# Purchased a Johann Hoff's Malt Extract bottle



## rajun1 (Feb 5, 2018)

I bought a Johann Hoff's Malt Extract bottle that's in pretty good condition. But I can't seem to find an age on it. Does anyone know the age of this bottle?


----------



## saratogadriver (Feb 6, 2018)

Broadly 1880s to just after TOC.  A lot of these around but not many with labels that complete.  Nice.

Jim G


----------



## rajun1 (Feb 6, 2018)

Jim, thanks for the info.
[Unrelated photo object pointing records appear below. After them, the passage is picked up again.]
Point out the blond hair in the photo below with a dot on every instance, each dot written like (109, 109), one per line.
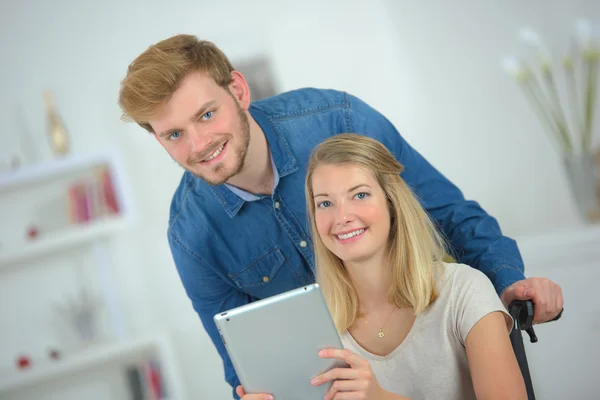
(155, 75)
(415, 248)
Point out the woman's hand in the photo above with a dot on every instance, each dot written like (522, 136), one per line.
(357, 382)
(259, 396)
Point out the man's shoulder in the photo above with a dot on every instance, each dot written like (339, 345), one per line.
(299, 102)
(189, 194)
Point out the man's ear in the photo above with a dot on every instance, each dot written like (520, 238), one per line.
(239, 89)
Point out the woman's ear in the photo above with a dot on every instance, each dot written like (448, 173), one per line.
(239, 89)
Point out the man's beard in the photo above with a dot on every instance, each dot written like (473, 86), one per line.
(240, 155)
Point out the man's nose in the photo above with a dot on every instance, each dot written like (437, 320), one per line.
(199, 141)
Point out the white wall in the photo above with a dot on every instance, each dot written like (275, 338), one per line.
(432, 67)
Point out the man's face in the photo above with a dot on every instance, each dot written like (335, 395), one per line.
(204, 129)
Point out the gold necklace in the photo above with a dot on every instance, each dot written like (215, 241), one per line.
(381, 333)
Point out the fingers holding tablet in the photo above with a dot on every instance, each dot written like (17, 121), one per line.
(255, 396)
(358, 379)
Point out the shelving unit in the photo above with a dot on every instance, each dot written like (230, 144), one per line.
(71, 237)
(110, 354)
(92, 235)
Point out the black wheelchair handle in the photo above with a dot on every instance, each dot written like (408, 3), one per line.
(522, 312)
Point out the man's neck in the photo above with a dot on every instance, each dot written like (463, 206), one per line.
(372, 279)
(257, 176)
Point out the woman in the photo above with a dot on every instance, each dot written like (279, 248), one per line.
(412, 326)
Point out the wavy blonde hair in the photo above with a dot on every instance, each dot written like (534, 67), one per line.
(415, 248)
(157, 73)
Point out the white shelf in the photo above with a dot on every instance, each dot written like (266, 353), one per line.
(44, 171)
(71, 237)
(121, 353)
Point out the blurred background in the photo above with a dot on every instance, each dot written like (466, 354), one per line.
(90, 301)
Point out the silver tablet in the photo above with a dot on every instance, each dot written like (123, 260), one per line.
(273, 343)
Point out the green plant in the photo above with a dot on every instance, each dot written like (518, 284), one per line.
(535, 73)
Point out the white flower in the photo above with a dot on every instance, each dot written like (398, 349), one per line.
(587, 37)
(516, 67)
(535, 45)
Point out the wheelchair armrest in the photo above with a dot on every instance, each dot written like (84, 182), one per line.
(522, 312)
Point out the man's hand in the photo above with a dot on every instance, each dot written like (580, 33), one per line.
(546, 295)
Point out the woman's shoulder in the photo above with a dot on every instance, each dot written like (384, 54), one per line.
(454, 278)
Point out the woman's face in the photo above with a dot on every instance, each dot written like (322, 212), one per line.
(351, 211)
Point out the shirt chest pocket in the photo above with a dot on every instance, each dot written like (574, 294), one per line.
(267, 275)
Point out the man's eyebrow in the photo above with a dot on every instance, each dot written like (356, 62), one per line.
(201, 111)
(353, 188)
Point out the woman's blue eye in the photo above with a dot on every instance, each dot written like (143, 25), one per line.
(324, 204)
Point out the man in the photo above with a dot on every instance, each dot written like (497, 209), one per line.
(238, 228)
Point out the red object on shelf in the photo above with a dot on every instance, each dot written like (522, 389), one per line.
(54, 354)
(23, 362)
(32, 232)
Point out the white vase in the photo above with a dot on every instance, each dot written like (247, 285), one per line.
(583, 174)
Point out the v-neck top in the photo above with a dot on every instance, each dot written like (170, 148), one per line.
(431, 362)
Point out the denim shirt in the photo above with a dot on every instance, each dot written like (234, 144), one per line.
(231, 249)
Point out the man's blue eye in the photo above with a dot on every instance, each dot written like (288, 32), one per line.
(324, 204)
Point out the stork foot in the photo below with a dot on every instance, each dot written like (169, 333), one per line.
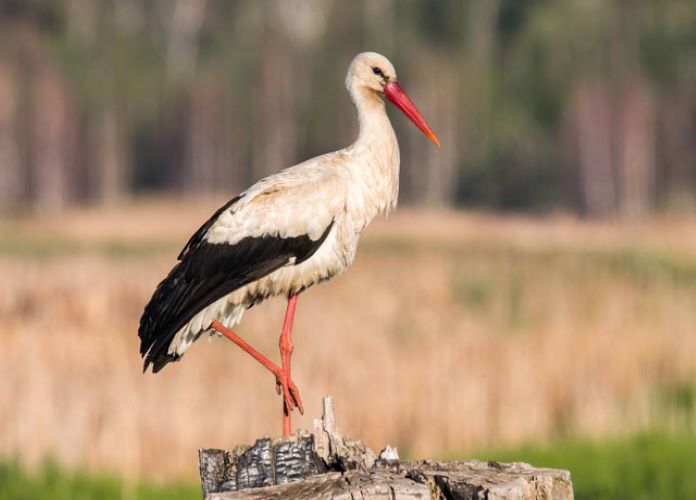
(290, 392)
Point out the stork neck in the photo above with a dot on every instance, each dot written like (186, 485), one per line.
(375, 127)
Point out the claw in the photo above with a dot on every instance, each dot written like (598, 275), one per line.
(291, 394)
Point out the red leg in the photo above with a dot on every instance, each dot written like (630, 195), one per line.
(291, 394)
(270, 365)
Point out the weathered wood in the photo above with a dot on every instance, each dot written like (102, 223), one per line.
(326, 465)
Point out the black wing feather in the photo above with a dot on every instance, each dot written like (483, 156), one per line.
(206, 273)
(198, 236)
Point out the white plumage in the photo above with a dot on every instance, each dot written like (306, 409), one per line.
(288, 231)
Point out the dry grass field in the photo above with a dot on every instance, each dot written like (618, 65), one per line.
(452, 332)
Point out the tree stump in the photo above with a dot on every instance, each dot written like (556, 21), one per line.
(323, 464)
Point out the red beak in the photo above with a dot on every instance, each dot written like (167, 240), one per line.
(398, 97)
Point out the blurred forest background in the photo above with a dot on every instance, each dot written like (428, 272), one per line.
(581, 105)
(533, 298)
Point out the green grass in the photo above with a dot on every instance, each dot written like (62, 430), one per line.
(650, 466)
(52, 482)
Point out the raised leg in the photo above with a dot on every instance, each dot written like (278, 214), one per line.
(290, 393)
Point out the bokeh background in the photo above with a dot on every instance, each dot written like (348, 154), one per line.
(533, 298)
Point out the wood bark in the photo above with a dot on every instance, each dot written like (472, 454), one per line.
(324, 464)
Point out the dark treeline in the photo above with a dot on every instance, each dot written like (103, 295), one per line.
(584, 105)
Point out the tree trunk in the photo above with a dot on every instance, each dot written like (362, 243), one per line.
(11, 179)
(326, 465)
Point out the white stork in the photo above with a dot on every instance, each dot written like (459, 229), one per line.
(285, 233)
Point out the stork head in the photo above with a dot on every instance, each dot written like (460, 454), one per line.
(372, 74)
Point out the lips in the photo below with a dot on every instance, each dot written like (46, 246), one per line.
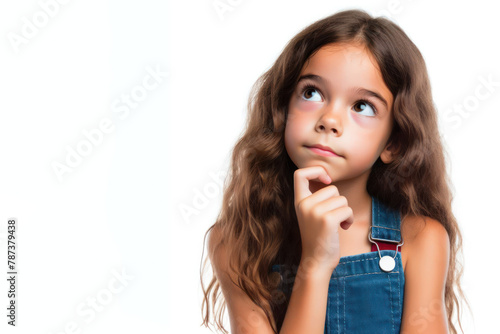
(324, 148)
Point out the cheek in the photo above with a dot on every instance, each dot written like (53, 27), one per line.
(364, 121)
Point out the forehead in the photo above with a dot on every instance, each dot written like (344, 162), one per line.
(347, 65)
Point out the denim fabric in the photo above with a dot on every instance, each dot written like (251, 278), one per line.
(362, 298)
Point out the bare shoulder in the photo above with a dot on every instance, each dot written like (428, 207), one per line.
(425, 274)
(244, 315)
(421, 230)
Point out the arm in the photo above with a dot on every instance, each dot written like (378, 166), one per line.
(426, 270)
(306, 311)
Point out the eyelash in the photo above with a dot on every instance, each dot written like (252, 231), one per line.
(312, 86)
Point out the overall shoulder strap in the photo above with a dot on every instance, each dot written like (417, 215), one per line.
(386, 223)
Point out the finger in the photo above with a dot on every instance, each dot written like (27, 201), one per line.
(344, 214)
(301, 181)
(329, 204)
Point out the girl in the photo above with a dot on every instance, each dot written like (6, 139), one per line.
(337, 215)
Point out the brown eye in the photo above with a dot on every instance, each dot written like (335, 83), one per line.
(365, 106)
(311, 92)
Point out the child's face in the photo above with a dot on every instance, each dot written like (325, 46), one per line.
(333, 115)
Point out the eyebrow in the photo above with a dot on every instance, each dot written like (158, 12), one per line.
(357, 90)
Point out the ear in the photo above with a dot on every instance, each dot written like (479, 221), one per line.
(389, 153)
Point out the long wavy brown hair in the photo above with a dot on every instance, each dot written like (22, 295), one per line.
(257, 221)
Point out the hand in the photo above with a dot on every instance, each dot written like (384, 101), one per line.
(320, 210)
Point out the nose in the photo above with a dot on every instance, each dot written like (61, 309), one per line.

This will be a display piece in our distillery when it opens in the Fall.


----------



## rajun1 (Feb 6, 2018)

Not sure of its value, but I only paid $30.


----------



## saratogadriver (Feb 8, 2018)

These are very common but I'd say that's a fair price with all the labels.   What are yall distilling and where?

Jim G




rajun1 said:


> Not sure of its value, but I only paid $30.


----------



## rajun1 (Feb 9, 2018)

saratogadriver said:


> These are very common but I'd say that's a fair price with all the labels.   What are yall distilling and where?
> 
> Jim G




Starting off with vodka and gin in the Fall, then whiskey sometime next year.  Northern New England.


----------